お預かりホイールは46mm高のカーボンホイールです。組み替えに使うハブも同梱いただきました。
ホイールを分解して新しいトラック用のDTハブを使って組み替えます。
組み方もご指定されています。
仕様は次の通りです。
リム 46mm高カーボンリム 前輪20H後輪24H
ハブ DT 370track 20・24H
スポーク ピラーwing21 シルバー
ニップル DT SquorxPro ブラス シルバー
前輪は2クロスでイタリアン、後輪も2クロスでJIS組みです。
ホイールをばらして再度組み立てる作業を行います。
ハブを取り出すとニップルはリムの中に残っています。穴なしリムの為バルブ穴が1個あるだけなのでひたすら振り続けてニップルを取り出します。沢山ニップルがあると意外と楽に出てくるのですが個数が少なくなると時間が掛かります。ガラガラと振り続けてすべて出し切るまで耐えるだけです。運が良ければ数分で終わりますが出てこないときは5分くらい振り続けても出ないときがあります。気分転換でコーヒータイムにして休憩するとポロっと出てくることが間々あります。面白いものです。
ニップルすべて取り出したリムを使って新しく組み立てします。
ハブはDTの370トラック用のハブで作ります。DTのハブには前輪用に20Hハブがあります。トラック用で20Hがあるのは知りませんでした。通常の20/24Hホイールリムが使えるのが今回のポイントになります。お客様の情報力に感心しています。
後輪ハブは両切りの通常のハブです。JIS組みで組み上げます。
スポークではwing21、CX-RAYのどちらかと迷われました。前輪の総グラム数ではスポーク1本分の違いです。ほんの少しですがwing21のほうが重いのでわずかに剛性も上がります。この差がお好みの乗り味にどう影響するかも今回のスポーク選択の結果に興味あります。
私は鈍感なので分からない分野ですが分かる人はわかるのでスポーク選択は非常に奥が深いです。
今回組み上げの段階で一つ不思議なことが起こりました。
前輪ですが左右のテンション差はスポーク長が同じなので通常に組み上げますとスポークテンションが左右ほぼ揃ったら理論上センターはしっかり出ます。
組み上げて馴染みだしも終わって左右のテンション差も同じに仕上げたのでセンターが出ているか調べました。すると約0.5mmもずれているのです。理由が分からないのでしばらく戸惑いました。
落ち着いて考えてみますとわかりました。ストレスリリーブ(なじみだし)が足りなかったのです。もう一度しっかりと馴染みだしを行いました。
テンションを測りますと左右テンション差が出ていました。
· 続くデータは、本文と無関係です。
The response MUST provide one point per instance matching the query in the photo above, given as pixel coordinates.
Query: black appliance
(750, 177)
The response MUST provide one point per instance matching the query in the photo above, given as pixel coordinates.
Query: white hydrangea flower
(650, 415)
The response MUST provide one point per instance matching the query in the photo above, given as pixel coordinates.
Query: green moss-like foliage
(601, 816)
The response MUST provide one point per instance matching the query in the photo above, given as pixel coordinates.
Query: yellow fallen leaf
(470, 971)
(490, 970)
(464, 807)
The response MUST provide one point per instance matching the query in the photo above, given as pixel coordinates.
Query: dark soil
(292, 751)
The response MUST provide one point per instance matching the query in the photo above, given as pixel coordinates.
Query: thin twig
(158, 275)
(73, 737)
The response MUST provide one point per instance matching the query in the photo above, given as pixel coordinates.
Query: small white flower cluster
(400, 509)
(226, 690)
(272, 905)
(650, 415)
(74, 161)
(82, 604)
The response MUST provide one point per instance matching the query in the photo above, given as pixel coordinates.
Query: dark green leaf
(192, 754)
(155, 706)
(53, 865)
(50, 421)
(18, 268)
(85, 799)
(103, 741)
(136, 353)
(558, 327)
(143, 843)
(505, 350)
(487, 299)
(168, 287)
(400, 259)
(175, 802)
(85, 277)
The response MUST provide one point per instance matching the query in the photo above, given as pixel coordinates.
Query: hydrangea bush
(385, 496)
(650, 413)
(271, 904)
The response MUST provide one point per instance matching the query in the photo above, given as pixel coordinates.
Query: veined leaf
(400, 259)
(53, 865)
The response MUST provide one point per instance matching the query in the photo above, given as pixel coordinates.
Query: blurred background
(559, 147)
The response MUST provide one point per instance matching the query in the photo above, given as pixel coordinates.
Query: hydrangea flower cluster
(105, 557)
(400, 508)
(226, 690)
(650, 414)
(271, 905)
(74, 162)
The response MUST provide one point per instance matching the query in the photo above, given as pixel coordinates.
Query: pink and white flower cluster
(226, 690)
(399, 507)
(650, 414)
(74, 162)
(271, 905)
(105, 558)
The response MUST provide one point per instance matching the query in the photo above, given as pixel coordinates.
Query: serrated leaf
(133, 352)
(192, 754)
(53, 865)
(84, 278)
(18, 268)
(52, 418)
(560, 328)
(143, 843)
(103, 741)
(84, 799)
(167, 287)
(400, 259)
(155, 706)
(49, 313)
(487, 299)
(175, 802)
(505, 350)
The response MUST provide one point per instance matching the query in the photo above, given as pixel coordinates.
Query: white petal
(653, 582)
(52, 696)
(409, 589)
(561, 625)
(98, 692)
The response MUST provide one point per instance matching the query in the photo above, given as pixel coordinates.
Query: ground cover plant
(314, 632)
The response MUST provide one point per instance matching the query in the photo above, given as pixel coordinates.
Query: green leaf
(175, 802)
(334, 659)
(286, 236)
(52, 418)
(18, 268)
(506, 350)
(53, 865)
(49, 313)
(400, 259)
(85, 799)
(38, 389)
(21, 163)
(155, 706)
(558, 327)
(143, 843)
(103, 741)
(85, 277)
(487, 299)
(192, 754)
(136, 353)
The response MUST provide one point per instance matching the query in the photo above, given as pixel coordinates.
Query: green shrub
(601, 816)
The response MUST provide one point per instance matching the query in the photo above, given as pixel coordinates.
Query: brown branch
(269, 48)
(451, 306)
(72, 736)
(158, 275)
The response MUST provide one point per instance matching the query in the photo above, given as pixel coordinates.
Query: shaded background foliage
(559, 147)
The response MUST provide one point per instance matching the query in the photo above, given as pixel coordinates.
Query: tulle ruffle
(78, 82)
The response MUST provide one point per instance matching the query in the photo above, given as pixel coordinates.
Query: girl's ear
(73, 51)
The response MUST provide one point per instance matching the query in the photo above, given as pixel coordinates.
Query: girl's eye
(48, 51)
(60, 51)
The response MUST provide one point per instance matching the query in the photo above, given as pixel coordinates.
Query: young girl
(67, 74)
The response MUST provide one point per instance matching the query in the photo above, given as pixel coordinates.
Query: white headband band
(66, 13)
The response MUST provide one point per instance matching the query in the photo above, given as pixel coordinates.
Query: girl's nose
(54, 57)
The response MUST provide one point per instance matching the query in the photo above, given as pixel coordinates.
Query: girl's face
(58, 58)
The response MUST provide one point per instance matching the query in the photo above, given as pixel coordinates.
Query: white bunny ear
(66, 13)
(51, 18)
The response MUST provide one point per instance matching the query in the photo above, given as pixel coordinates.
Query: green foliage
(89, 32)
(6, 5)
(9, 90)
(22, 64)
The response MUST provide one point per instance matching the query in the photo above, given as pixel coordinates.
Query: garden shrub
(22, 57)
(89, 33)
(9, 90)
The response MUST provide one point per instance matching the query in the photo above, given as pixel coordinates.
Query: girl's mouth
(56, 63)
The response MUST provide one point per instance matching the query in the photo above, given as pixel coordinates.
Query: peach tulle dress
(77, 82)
もう一度スポークテンションを揃えます。果たしてテンションを測りなおしますと左右一致しています。
ストレスリリーブが足りないとセンターは出ないということがよくわかります。一つ賢くなりました。細かいことですがホイール作りはこのような積み重ねだと思います。
ホイールは完成しました。左右のスポーク長が同じなので100~110kgfで仕上げています。
通常のギアが沢山ある後輪なら左右のテンション差が大きいので緩いほうの左スポークテンションを高めるために右スポークテンションを130kgf前後の高い数値で仕上げます。今回のホイールでは左右が同じなので100~110kgfで十分です。カーボンリムの為、剛性が高く歪は少ないので130kgfまで上げる必要はありません。
テンション値が低過ぎる場合リムが体重で歪み駆動ロスが発生します。しかし高過ぎるとリムを傷めるもとになります。スポークテンション値を決めるのも意外と難しいものです。私の場合リムメーカーの指定値範囲で仕上げるようにしています。直感的な勘でのホイール作りは難しいということでお勧めしません。
カーボンリムの場合150kgfと高い数値で仕上げても耐えるだけのリム強度はありますが割れやすいという欠点もありますので注意が必要です。高過ぎず緩すぎずの頃合いで仕上げることがポイントのようです。
出来上がりましたホイールは手組感ある美しいホイールです。